Admittedly, you can get the Beetle in an even simpler form than the Design model we’re trying here, but there is sanity to our picking this pricier model. The method to our madness in spending £19,030 for the Beetle Design 1.2 TSI over the £16,600 standard Beetle is you get a lot more useful kit without appearing to have gone overboard on the specification. Even with a car as simple as the Beetle, it still costs a few quid extra to make things simpler.
One of the other benefits of choosing the Design model are the 17-inch Orbit alloy wheels that come as standard.

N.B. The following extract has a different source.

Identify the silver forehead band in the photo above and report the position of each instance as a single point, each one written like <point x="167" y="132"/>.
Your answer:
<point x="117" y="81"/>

They look like the simple, and there’s that word again, original steel wheels of an original Beetle and they just suit the new car to a tee.

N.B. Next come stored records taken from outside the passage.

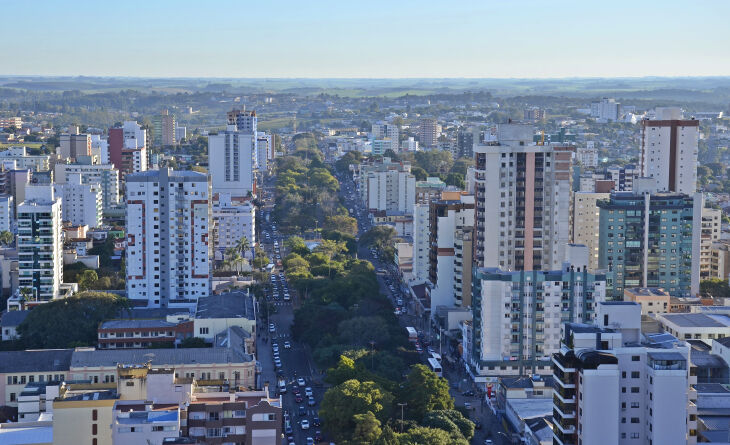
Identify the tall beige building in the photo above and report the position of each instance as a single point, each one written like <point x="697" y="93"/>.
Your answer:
<point x="711" y="230"/>
<point x="428" y="132"/>
<point x="586" y="223"/>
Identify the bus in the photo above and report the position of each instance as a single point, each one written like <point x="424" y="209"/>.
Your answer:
<point x="435" y="366"/>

You can keep it even more plain and easy by sticking with the white or red paint that comes at no extra cost with the Design model. However, we’re suckers for the Denim Blue you see on the car we tried, which will add £250 to the total bill, but that’s the only additional spend we’d make on the Beetle Design.
With the standard black cloth interior coupled to the painted dash and door cappings of the Design, the Beetle’s interior is a stylish, comfortable place to be, even if the rear seats are cramped. The driver is well looked after for space and seat and steering wheel adjustment, while the dash looks great and Design trim includes the Multifunction Device Interface to connect to external music players.

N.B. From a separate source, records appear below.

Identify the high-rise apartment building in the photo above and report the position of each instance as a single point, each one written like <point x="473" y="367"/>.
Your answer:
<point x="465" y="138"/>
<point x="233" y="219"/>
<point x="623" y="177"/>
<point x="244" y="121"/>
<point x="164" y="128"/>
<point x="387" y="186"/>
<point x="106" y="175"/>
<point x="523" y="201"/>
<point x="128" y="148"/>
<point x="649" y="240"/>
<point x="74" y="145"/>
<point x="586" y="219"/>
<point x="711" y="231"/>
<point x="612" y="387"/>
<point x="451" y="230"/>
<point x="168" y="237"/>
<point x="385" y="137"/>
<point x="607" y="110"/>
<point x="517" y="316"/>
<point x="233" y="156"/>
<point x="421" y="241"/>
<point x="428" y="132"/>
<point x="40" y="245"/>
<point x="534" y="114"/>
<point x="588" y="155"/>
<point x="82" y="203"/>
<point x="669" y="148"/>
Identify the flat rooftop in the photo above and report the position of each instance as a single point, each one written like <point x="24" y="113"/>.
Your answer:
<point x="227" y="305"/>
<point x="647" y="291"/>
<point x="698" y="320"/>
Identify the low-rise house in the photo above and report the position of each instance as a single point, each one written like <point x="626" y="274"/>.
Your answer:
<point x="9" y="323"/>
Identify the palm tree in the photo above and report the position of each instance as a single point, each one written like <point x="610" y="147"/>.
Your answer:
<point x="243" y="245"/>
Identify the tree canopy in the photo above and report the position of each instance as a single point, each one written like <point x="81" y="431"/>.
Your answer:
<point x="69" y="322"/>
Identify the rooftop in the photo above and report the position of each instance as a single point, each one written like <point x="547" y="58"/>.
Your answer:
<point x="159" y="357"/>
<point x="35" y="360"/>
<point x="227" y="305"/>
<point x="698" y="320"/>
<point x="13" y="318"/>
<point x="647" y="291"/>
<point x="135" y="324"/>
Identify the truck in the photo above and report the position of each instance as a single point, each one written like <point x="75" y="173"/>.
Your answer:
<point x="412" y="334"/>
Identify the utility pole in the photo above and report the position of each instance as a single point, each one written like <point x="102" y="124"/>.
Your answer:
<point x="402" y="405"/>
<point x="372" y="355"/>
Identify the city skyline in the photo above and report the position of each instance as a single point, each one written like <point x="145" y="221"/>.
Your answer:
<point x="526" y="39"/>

Also included with the Design model is air conditioning, touchscreen digital radio with six-disc CD autochanger, leather-trimmed steering wheel and gear knob, and carpet mats. Also part of the Design package is Tixo fabric for the upholstery that has a more classic Beetle look that, again, piques our interest.
So, with all of the retro boxes ticked on the looks front, the Beetle Design still keeps it simple on the technical front. There’s no sports suspension to scupper the ride, so this Beetle copes reasonably with Britain’s broken black top. It’s still quite firm compared to a VW Golf, but the Beetle handles nimbly. The only real niggle we have is the steering feels a touch too heavy and inert at town driving speeds, though it’s fine on faster roads where refinement is also good.
Star of the driving show is the 1.2-litre TSI engine. It may only have 104bhp to play with, but there are seven speeds in its double-clutch gearbox to make the most of every last drop of power. Granted, 0-62mph in 10.9 seconds and a 111mph top end are not going to trouble any heart rate monitors, but there’s a pleasing easygoing nature to this engine and transmission combo that suits the Beetle.
The dual-clutch ’box works smooth and sweet to shift from one gear to the next, and it helps this Beetle offer 47.9mpg average economy and 137g/km carbon dioxide emissions. Neither figure is class-leading, but nor are they going to hurt your pocket excessively.
Coming back to the idea of keeping it straightforward, uncomplicated and in line with the basic nature of the original Beetle, the Design 1.2 TSI model is a favourite of ours. It’s not a try hard, look-at-me machine, it’s just good fun and easy to rub along with: everything a Beetle should be.